Reforesting Barren Land: An Interview with FECOFUN

by Blandine Barthod | 30 November 2021
catégories : programme3, nepal

Image Reforesting Barren Land: An Interview with FECOFUN

As part of its reforestation activities within the “Rain Communities” project in Nepal, IRHA is working closely with the Federation of Community Forestry Users Nepal (FECOFUN), which units together 22’300 Community Forestry Users Groups. To better understand FECOFUN’s activities in Nepal, Nirmal Adhikari (NA) – Project Manager at Kanchan Nepal - interviewed Kalidas Subedi (KS), the Provincial Chairperson of FECOFUN for Gandaki Province.


KS: The Federation of Community Forestry Users Nepal (FECOFUN) is an organization working in favour of community forests. My specific role in this organisation is to lead the FECOFUN activities in a coordinated way among the Forest User Groups from different districts within Gandaki province.

NA: What is the influence of FECOFUN in policy making?

KS: FECOFUN plays a decisive role in policy making on natural resources management. As a matter of fact, FECOFUN has contributed to the publication of the Forest Act 2076, Forest Development 2071 and Forest Development Master Plan. It is the focal organization in the formulation of such policies.

NA: How do you involve local communities in your activities?

KS: Forest Users Groups are the main pillars for FECOFUN. Based on the accessibility, interest and willingness of the community, District Forest Office decides on specific forest areas to be declared as Community Forest and helps in the formulation of Forest Legislation and Action Plan. Such Community Forests become the institutional members of FECOFUN, starting their relations with FECOFUN in different activities. FECOFUN participates in all the activities of Community Forests; institutional good governance, capacity building for sustainable forest management, livelihood improvement of disadvantaged groups, forest rights related campaigns, Forest User Groups meetings, workshops and trainings, etc.

NA: What are the specificities of Nepalese forests in comparison to European forest?

KS: Nepalese forests are specific in their community based management.
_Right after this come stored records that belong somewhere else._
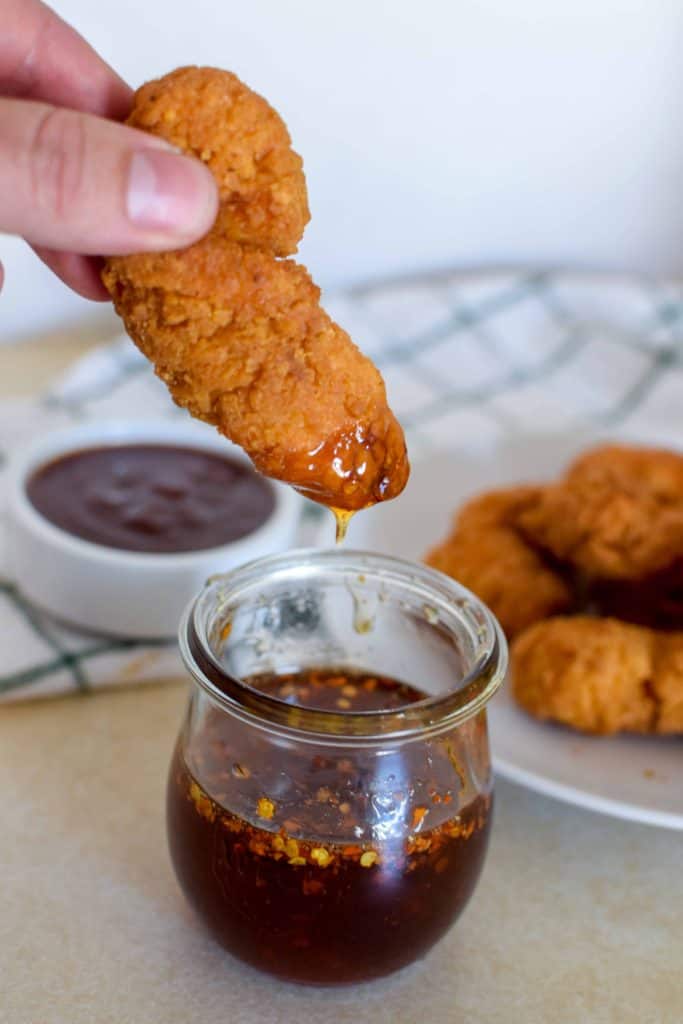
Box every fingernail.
[126,149,217,237]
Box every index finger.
[0,0,132,119]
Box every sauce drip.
[332,506,354,545]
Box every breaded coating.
[425,487,574,639]
[653,635,683,732]
[104,237,407,504]
[511,616,683,735]
[127,66,309,255]
[515,445,683,581]
[103,67,409,511]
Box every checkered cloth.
[2,269,683,701]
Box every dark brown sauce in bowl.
[26,444,275,554]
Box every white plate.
[315,431,683,830]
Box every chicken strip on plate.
[425,486,574,639]
[511,615,683,735]
[515,445,683,581]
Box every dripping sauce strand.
[332,507,355,545]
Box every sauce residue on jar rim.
[26,443,276,554]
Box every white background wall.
[2,0,683,342]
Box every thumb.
[0,98,218,254]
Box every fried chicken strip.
[102,67,409,511]
[515,445,683,581]
[425,487,574,639]
[511,616,683,735]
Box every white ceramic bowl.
[5,419,302,638]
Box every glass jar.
[167,549,507,985]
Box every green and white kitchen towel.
[2,269,683,701]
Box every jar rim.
[179,548,508,744]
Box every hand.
[0,0,218,299]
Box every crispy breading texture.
[102,67,409,511]
[515,445,683,581]
[425,487,574,639]
[103,238,407,504]
[511,616,683,735]
[127,66,310,255]
[652,634,683,732]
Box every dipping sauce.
[26,444,275,554]
[167,667,491,984]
Indeed, forest management’s rights are owned by the community, which is in charge of preparing legislation and action plans. Funds are allocated to the community for forest conservation and infrastructural development, while 25% of the funds are used for the upliftment of disadvantaged groups.
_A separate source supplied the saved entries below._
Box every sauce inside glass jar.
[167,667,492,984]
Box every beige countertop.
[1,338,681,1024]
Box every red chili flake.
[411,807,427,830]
NA: Which are the major issues faced by forest users’ committees?

KS: There is a need for improvement in institutional as well as member's capacity, especially for female members. Technical knowledge is lacking among members of the committee, as the technical resources allocated by the government are limited, which sometimes results in poor management. Due to lack of knowledge and resources in Agroforestry, such knowledge and skills have not been implemented in community forest. Social inclusion is an issue faced by the committee, some disadvantaged group members are still not able to participate in all the activities of the committee on a regular basis.

NA: What are your techniques and methods to manage forests?

KS: Community forest management follows the principles of sustainable forest management, based on scientific methods and 10 years’ management plans. When implementing these plans, various activities are carried out such as clearing bushes, cutting and trimming in existing forests from Mid-October to Mid-January. Afforestation is carried out only in forests with low tree cover during the monsoon (Mid-July). Plantation is done in open and barren lands with proper plant protection and management. Plants are selected based on the soil type and its suitability to the local environment.

NA: What are your advices to run a successful reforestation campaign?

KS: During a reforestation campaign, good practices must be followed such as building community capacity, focusing on livelihood improvement, fulfilling community rights, prioritizing local indigenous knowledge, conserving local arts, culture and traditions while preparing Forest Legislation and Action Plan. Gender, social inclusion and good governance must also be taken into consideration.

NA: How do you perceive the link between water, soil and trees?

KS: Human life is so dependent on water, soil and forest that it cannot exist without these resources. These resources have innumerable benefits and important role in human’s life. Hence, these resources should be well utilized and properly conserved.